Song by Yorushika

from the EP A Loser Doesn't Need an Encore
- Language: Japanese
- Released: May 4, 2018
- Genre: J-pop; rock;
- Length: 3:18
- Label: U＆R
- Songwriter: N-buna
- Producer: N-buna

Music video
- "Just a Sunny Day for You" on YouTube

= Just a Sunny Day for You =

"Just a Sunny Day for You" (ただ君に晴れ, Tada Kimi ni Hare) is a song by Japanese rock band Yorushika. The music video was released on May 4, 2018. The song appears on their second mini-album, Makeinu ni Encore wa Iranai, released by U&R Records on May 9, 2018.

It was used as the background music for the opening video of the event Goodbye, Tarinai Futari ~Let's Meet at Minato Mirai~, which was held in December 2019.

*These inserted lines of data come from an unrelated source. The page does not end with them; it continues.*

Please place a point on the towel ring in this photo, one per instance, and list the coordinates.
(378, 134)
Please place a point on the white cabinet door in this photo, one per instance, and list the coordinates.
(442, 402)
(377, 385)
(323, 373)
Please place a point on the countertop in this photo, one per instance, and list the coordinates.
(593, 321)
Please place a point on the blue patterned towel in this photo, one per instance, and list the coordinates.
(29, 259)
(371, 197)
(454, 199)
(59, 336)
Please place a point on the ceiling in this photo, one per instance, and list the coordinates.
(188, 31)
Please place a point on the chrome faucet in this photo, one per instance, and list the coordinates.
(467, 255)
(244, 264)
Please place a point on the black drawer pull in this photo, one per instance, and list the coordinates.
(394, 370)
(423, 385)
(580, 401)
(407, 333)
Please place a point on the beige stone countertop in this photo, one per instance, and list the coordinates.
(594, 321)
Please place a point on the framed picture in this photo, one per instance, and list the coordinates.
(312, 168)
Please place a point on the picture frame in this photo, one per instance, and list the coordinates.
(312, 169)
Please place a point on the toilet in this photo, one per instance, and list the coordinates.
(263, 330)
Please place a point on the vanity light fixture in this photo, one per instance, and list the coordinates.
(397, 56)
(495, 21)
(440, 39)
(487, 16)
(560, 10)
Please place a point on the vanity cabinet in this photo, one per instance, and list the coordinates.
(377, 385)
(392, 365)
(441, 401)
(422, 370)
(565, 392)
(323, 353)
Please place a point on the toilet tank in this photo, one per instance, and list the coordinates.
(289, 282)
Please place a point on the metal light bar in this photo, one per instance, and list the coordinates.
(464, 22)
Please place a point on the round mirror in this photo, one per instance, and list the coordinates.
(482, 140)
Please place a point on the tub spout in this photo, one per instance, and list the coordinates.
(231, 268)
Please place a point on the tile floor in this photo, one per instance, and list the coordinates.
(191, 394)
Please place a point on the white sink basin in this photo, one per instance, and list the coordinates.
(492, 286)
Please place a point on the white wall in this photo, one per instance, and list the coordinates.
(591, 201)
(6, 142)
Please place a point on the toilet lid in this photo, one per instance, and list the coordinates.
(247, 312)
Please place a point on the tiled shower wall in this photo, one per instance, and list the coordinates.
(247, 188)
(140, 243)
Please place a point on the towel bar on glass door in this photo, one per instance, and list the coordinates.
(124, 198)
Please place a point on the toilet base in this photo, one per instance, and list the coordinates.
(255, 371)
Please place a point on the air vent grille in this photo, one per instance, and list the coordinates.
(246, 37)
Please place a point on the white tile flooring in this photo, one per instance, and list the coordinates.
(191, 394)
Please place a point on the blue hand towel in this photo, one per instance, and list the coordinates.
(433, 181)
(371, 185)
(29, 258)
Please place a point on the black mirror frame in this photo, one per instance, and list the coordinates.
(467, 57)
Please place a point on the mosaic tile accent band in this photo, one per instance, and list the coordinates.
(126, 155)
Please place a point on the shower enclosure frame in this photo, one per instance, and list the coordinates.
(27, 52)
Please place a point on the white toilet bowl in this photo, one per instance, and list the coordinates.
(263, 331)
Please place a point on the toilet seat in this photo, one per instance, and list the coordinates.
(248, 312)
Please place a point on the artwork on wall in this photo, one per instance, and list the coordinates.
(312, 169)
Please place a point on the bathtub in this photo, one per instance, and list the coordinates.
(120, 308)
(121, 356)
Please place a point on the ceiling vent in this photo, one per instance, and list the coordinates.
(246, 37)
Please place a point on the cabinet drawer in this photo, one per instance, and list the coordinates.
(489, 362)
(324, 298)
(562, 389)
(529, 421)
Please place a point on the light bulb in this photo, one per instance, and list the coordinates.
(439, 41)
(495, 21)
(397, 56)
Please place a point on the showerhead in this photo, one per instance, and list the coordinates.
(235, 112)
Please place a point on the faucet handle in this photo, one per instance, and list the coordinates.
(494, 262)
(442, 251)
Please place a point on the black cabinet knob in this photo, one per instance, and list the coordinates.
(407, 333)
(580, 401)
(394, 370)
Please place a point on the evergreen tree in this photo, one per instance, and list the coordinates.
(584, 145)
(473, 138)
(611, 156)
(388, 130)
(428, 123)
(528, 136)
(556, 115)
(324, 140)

As of August 2020, the music video on YouTube has been viewed over 100 million times.

In October 2020, the song's cumulative number of plays on streaming services exceeded 100 million (according to Billboard JAPAN). It became Yorushika's first song to exceed 100 million streams.

==Certification and sales==

| Region | Certification | Certified units/Sales |
| Japan (RIAJ) | Double Platinum | 200,000,000* |
*Sales figures based on certification alone.